By Bill Schlichting
Pilot staff writer
No one who had lunch at the 24th annual Winchuck Volunteers Chicken Barbecue and Auction went away with an empty stomach.
More than 300 people were on hand Sunday afternoon to devour a huge lunch consisting of a quarter of a chicken, coleslaw, baked beans, corn on the cob, a dinner roll and lemonade. For a little extra money, soft drinks, beer, cakes and pies were available.
While enjoying the meal, people were treated to music by various local musicians.
Prior to serving the food, people were able to browse tables and make bids on items donated to the Winchuck Volunteers, an organization that helps fund the Winchuck Fire Department, four miles up Winchuck River Road.
The silent auction included many small items, furniture, a TV and a refrigerator. More than $800 was collected from the event, said Tom Taylor, organization treasurer.
Another $600 was raised offering restaurant packages, Taylor said. Local restaurants provided dinner offers that people were able to bid on.
However, the crowning jewel of the fundraising event was the live auction, which garnered $2,766, Taylor said. Usually it's the barbecue itself that brings in the most cash, but this year it was topped by the auction. The barbecue raised $2,725.
Crescent City Auctioneer Jule Simonson kept the bidding lively. A few items sold for more than retail. Many of the items auctioned were donated by local merchants. All businesses that provided goods or services were acknowledged.
Other fundraising efforts included taking in $570 from the sale of baked goods and another $116 raised from the sale of remaining chicken pieces, which were sold for $1 each. All together, the event raised more than $8,000. After all expenses are paid, most of the remaining funds will benefit the upkeep of the fire hall.
The biggest expense facing the fire district is replacing a galvanized steel culvert under the property. The fire hall was built over a seasonal creek. The steel pipe, which are rusting, were installed to channel the creek underground.
Taylor said the ground is sinking where the culvert is giving way. Plastic pipes have been purchased and are already stacked beside the fire hall ready to be installed. It is estimated the cost of the job will be $10,000.
Not only is the Winchuck Fire Department a big winner from the annual barbecue and auction, but organizations who help make the event possible benefited from the event.
Helping at the event were the 4-H Rail Riders, Boy Scouts, Brookings-Harbor High School (BHHS) Bruin Boosters and the BHHS Softball Team. Each group was awarded $250.
In addition, the Winchuck Volunteers provides two $1,000 scholarships annually.
Among other things, when tax revenues didn't cover the whole price of a new fire truck, the volunteer group came up with the difference, Taylor said.
This year the volunteers received an added bonus.

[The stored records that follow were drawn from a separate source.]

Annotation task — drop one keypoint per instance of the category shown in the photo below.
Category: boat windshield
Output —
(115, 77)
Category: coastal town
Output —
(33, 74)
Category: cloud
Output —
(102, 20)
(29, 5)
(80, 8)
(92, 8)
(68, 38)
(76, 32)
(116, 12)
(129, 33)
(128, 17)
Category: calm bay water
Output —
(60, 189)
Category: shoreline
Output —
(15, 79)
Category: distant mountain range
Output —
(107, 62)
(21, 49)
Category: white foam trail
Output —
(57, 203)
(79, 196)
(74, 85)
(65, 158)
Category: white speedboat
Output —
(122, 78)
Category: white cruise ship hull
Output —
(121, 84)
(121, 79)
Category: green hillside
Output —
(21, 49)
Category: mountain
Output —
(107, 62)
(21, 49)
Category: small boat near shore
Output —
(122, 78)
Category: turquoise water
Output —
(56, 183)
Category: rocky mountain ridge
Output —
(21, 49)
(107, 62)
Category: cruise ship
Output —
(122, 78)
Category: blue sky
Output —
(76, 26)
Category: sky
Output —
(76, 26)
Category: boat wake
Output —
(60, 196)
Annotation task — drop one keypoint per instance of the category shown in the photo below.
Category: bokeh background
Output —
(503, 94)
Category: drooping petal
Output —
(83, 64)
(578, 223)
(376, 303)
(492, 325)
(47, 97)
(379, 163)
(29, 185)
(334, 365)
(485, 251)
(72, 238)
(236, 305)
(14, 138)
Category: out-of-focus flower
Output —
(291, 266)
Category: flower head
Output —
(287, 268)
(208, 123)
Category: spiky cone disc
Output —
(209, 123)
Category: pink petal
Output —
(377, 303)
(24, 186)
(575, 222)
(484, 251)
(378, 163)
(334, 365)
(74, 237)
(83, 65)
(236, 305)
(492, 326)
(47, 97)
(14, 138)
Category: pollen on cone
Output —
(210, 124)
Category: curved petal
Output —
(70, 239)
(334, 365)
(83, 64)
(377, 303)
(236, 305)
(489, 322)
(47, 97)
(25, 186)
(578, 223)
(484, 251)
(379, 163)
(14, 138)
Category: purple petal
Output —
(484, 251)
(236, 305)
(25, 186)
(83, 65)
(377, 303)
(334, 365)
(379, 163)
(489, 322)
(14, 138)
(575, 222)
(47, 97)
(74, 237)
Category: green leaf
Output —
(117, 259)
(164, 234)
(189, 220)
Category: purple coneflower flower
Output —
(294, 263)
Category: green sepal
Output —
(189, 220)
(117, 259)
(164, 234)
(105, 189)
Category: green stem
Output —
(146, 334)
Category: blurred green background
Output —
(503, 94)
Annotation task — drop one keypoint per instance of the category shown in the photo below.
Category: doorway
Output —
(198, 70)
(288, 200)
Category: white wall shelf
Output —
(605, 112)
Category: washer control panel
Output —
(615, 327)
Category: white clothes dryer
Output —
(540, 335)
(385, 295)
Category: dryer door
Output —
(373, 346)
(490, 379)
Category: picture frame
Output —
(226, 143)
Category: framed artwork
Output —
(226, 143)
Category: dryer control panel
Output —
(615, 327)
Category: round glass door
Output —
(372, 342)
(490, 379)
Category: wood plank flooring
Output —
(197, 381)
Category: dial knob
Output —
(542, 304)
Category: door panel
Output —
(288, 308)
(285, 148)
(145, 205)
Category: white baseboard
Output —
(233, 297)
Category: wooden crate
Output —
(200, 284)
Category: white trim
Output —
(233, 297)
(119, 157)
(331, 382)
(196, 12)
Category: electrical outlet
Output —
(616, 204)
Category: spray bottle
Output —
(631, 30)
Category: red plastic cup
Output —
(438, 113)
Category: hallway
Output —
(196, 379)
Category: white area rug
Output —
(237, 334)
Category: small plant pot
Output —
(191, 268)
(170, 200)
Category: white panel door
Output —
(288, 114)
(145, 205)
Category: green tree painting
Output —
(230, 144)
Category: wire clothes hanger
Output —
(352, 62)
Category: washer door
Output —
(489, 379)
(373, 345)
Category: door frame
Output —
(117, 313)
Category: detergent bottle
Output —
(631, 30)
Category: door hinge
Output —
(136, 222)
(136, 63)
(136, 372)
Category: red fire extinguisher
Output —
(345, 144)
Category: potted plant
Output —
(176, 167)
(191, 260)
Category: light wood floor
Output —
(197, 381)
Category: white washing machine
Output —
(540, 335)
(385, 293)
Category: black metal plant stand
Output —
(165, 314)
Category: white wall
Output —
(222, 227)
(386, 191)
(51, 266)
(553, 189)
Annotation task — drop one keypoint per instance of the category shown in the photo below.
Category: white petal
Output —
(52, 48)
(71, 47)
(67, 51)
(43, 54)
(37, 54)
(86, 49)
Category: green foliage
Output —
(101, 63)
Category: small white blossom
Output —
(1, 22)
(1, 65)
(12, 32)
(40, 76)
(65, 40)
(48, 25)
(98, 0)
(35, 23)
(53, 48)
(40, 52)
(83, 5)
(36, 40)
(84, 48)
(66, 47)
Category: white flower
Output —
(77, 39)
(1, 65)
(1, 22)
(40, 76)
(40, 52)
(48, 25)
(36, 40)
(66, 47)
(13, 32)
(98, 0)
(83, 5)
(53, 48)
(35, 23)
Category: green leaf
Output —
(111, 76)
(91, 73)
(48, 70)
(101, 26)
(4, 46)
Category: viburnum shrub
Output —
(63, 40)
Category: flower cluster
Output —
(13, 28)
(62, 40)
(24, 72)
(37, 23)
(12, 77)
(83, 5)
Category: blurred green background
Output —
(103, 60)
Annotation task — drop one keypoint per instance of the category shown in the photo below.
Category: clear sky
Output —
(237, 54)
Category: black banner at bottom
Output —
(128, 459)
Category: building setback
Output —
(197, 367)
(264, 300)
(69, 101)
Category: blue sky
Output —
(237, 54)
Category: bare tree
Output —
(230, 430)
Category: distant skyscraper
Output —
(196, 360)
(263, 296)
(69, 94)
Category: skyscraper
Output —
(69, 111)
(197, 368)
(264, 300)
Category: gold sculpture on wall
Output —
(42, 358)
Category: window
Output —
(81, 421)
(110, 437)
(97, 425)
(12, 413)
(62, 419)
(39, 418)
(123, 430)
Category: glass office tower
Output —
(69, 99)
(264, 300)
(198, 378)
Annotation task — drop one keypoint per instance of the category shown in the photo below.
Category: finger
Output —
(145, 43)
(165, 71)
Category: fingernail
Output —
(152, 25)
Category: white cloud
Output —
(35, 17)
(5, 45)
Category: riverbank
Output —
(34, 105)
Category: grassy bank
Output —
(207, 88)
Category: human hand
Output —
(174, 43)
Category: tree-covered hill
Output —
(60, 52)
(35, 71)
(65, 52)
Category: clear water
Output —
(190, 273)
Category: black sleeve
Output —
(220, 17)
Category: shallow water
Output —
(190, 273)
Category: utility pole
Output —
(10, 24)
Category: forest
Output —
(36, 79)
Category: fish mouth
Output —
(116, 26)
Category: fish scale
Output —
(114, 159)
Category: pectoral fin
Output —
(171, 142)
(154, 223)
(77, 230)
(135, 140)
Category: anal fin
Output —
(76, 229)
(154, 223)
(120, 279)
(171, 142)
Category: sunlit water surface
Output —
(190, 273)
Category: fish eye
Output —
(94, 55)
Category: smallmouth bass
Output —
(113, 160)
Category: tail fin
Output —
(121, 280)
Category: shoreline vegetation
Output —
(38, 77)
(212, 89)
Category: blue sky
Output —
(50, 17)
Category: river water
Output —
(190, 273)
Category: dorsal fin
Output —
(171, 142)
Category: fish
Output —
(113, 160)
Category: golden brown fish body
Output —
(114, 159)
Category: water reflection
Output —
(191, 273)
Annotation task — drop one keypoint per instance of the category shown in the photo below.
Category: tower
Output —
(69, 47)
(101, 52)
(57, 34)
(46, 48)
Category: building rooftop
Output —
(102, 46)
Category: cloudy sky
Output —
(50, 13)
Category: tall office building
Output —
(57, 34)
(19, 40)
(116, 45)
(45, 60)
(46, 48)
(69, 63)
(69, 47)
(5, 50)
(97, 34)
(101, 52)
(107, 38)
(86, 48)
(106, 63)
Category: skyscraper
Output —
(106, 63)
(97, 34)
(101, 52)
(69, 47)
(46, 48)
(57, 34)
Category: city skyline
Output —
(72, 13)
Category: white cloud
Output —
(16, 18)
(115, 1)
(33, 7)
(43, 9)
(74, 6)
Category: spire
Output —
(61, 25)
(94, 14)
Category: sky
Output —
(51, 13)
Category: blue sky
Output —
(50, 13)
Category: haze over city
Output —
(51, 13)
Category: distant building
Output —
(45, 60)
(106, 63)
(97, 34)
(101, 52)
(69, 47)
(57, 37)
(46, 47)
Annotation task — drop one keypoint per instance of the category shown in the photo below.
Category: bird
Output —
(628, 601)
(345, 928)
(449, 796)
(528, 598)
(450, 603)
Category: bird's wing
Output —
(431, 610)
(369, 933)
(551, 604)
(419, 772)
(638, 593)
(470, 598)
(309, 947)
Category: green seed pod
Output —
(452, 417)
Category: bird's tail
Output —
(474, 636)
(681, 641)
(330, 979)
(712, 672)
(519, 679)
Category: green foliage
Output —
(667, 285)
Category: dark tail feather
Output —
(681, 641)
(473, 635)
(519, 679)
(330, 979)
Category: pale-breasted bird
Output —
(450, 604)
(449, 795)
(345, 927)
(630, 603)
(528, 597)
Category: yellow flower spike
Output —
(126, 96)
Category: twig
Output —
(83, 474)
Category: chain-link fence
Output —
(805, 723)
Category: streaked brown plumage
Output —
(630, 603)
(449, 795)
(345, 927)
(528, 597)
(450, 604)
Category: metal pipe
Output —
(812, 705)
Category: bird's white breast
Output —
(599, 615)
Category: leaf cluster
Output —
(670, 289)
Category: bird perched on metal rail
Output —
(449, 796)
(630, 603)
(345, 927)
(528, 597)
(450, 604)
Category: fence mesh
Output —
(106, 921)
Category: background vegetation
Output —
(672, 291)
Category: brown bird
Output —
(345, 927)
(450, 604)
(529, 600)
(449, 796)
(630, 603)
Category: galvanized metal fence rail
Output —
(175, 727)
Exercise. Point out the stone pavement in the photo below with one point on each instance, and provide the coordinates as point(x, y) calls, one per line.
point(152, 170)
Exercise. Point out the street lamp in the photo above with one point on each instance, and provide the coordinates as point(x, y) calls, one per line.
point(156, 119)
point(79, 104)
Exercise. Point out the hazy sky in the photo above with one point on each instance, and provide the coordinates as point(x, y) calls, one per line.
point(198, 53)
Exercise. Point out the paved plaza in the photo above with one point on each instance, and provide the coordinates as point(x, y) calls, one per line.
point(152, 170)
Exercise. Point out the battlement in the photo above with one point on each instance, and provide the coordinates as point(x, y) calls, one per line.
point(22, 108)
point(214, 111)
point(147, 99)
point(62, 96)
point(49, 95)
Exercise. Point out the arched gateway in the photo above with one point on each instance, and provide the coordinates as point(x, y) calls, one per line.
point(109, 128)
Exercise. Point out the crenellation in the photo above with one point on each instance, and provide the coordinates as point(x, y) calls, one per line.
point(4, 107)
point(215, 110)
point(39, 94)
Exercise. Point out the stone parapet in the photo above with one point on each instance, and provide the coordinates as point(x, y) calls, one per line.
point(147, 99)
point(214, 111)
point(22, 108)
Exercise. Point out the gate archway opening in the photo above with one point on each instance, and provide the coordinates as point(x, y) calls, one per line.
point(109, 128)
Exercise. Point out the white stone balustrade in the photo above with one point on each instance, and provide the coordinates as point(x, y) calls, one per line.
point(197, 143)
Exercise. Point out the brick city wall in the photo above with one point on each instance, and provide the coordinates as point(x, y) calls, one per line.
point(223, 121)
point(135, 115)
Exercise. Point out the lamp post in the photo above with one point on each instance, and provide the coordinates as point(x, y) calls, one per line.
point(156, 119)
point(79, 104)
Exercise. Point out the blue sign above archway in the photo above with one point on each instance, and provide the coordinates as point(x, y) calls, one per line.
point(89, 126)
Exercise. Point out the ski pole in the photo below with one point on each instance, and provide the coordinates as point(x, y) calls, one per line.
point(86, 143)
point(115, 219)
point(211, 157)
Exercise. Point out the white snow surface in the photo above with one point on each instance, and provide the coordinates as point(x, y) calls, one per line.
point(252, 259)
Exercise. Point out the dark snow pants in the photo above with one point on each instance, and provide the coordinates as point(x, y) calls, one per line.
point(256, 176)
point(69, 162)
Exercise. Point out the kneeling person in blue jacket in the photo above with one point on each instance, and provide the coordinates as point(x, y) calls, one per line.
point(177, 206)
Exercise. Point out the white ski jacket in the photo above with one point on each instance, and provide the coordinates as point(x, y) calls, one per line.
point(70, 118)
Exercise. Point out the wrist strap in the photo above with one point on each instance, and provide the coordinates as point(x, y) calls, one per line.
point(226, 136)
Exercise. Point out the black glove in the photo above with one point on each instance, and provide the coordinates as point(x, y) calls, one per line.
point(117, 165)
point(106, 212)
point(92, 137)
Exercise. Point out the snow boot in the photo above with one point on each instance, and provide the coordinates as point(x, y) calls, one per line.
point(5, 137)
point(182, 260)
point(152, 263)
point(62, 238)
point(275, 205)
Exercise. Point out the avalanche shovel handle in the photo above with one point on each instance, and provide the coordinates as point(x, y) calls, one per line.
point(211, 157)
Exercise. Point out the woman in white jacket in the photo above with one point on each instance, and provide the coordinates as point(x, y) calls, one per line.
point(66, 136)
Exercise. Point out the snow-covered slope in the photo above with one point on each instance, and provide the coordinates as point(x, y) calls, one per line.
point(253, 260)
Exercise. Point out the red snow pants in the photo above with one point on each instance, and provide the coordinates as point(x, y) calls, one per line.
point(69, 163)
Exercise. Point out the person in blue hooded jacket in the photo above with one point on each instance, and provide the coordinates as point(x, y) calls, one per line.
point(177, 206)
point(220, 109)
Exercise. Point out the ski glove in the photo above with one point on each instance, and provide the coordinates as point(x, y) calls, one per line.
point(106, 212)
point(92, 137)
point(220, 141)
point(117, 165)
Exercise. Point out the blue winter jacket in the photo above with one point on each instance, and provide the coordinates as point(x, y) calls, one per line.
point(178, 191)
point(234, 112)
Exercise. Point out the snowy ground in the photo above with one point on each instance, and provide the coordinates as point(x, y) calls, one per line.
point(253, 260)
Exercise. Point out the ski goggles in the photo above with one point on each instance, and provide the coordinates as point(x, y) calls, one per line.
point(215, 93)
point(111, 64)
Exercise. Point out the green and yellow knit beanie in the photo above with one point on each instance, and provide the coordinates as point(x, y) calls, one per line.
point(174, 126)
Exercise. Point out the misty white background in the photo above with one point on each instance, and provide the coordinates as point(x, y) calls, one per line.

Members of Coos Forest Protective Association inspected the grounds before the event and determined the tall grass in the field next to the fire hall posed a potential fire hazard.
Rather than just pointing it out, the firefighters mowed the field, providing additional parking for the event. They also helped direct traffic.
They only thing they asked for was a chicken dinner for their efforts, Taylor said.